Ma il cuore pulsante di "Unbreakable" si intravede nel momento in cui Janet trasfigura la formula, ponendo un'attenzione inedita alla composizione o qualche arrangiamento particolarmente d'effetto nella sua essenzialità, una deriva quasi indie che ricorda gli episodi di Frank Ocean. "After You Fall" è uno scarno ed emozionante momento pianistico, le intime atmosfere di "Night" e l'altro singolo "No Sleeep" schiudono la vecchia corda di velluto e accendono incenso e candele. L'attacco vintage di "Dream Maker/Euphoria" si trasforma subito in un curioso momento Motown sbavato da decostruzioni elettroniche, i continui scarti armonici sul finale di ogni fraseggio fanno di "2 B Loved" uno sbilenco r&b a passo di ballo, mentre la mini-canzone "Promise" è una delicata bossa nova dalle tinte autunnali (la versione integrale - di gran lunga più bella - si trova nella versione deluxe rinominata "Promise Of You"). Ma fanno colpo anche "Lesson Learned", semplicissima canzone country modernizzata da un calibrato lavaggio elettronico che lascia la slide come sospesa in aria, e il semplice schiocco di dita dai tratti neo-soul che tiene il tempo della spiritata "Black Eagle".
"Unbreakable" non è certo un album che fa gridare al miracolo, il minutaggio è sempre molto abbondante come da tradizione, e si potevano forse stemperare i toni eccessivamente "volemose bene" delle ultime due tracce - quella "Well Traveled" dai cori un po' tronfi, e una "Gon' B Alright" fin troppo plasmata sui Jackson 5 vecchissima maniera.
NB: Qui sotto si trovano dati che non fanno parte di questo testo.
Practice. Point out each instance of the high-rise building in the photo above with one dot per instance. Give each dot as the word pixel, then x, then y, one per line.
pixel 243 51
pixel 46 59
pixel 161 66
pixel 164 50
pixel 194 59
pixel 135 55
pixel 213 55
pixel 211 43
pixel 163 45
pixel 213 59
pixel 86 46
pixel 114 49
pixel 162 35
Ma nel complesso questo album è una sorpresa alquanto gradita. Nell'eterno dilemma che ogni diva pop di una certa età si trova costretta ad affrontare - stare al passo coi tempi o stare al passo con sé stessa? - Janet ha scelto la seconda, accollandosi tutti i rischi e le critiche del caso. Ma la sua arte è tutt'altro che sopita, anzi; tanto di cappello a una che, 33 anni di carriera e una manciata di dischi imprescindibili per lo sviluppo dell'r&b contemporaneo alle spalle, ancora riesce a ritagliarsi il suo posticino nel mondo con un disco che la rappresenta appieno e non ha eguali stilistici nel panorama attuale.